Exploring the link between Helicobacter pylori and gastr...
Aliment Pharmacol Ther.1999 Mar;13 Suppl 1:3-11.
Free University Hospital, Amsterdam, The Netherlands.
Cancer of the distal stomach, both of the intestinal and diffuse type, is strongly associated with Helicobacter pylori colonization. This bacterium causes chronic active inflammation of the gastric mucosa in the majority of colonized subjects. In a considerable number of them, this will eventually lead to a loss of gastric glands, and thus the establishment of atrophic gastritis, which is associated with the development of intestinal metaplasia and dysplasia. Development of atrophy and metaplasia of the gastric mucosa are thus strongly associated with H. pylori infection, instead of a direct and inevitable consequence of ageing.
Approximately 40-50% of infected subjects develop these conditions, but they are rare in non-infected subjects. The presence of these consecutive disorders leads to a 5-90-fold increased risk for cancer of the distal stomach, in particular of the intestinal type. This sequence explains the increased risk for gastric cancer in H. pylori-infected subjects, as has been shown in various cross-sectional and longitudinal studies. In a combined analysis of three longitudinal studies, a significant trend was observed towards an increased odds ratio with longer intervals between (retrospective) serological diagnosis of H. pylori infection and observation of gastric cancer, this risk being more than eight-fold increased if the interval had been at least 15 years.
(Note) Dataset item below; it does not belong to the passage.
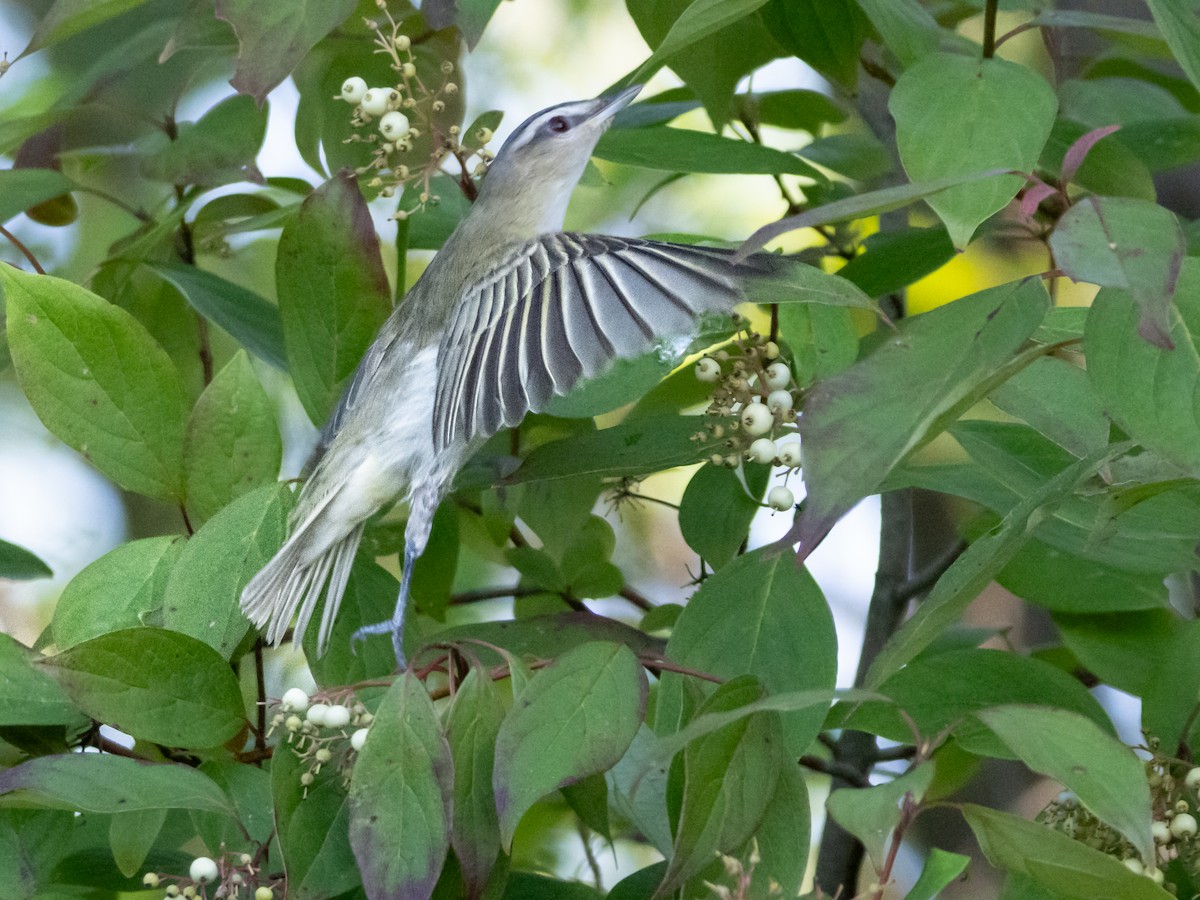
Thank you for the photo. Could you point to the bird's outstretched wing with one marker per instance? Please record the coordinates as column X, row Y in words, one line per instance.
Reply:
column 563, row 307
This is thought to reflect development of atrophic gastritis and intestinal metaplasia with loss of H. pylori colonization in the years prior to development of cancer. Atrophic gastritis and gastric cancer thus appear closely associated with the presence of H. pylori, yet not all infected subjects will eventually develop atrophy and only a small minority develop gastric cancer. Factors that influence the risks for atrophy and cancer in the presence of infection may be related to the time that infection occurred and to characteristics of the bacterial strain and the host. Evidence for the role of these factors is now increasing. Recognition of the causal role of H. pylori in the induction of gastric cancer theoretically presents tools for cancer prevention. The efficacy of screening and bacterial eradication for prevention of distal gastric cancer is being studied in a number of large-scale intervention studies in different populations. It is hoped that these studies will also provide answers to the potential preventive role of H. pylori colonization in the development of gastro-oesophageal reflux disease and associated conditions, in particular development of cancer of the proximal stomach. Infection with H. pylori plays an important role in the aetiology of atrophic gastritis and gastric cancer. Studies suggest an eight-fold increased risk for both conditions in the presence of infection. Factors that influence the risk for both conditions in the presence of infection are the age at which H. pylori infection occurred and the presence of cagA as a marker for more pathogenetic strains. The efficacy and side-effects of intervention for the prevention of distal gastric cancer has yet to be established.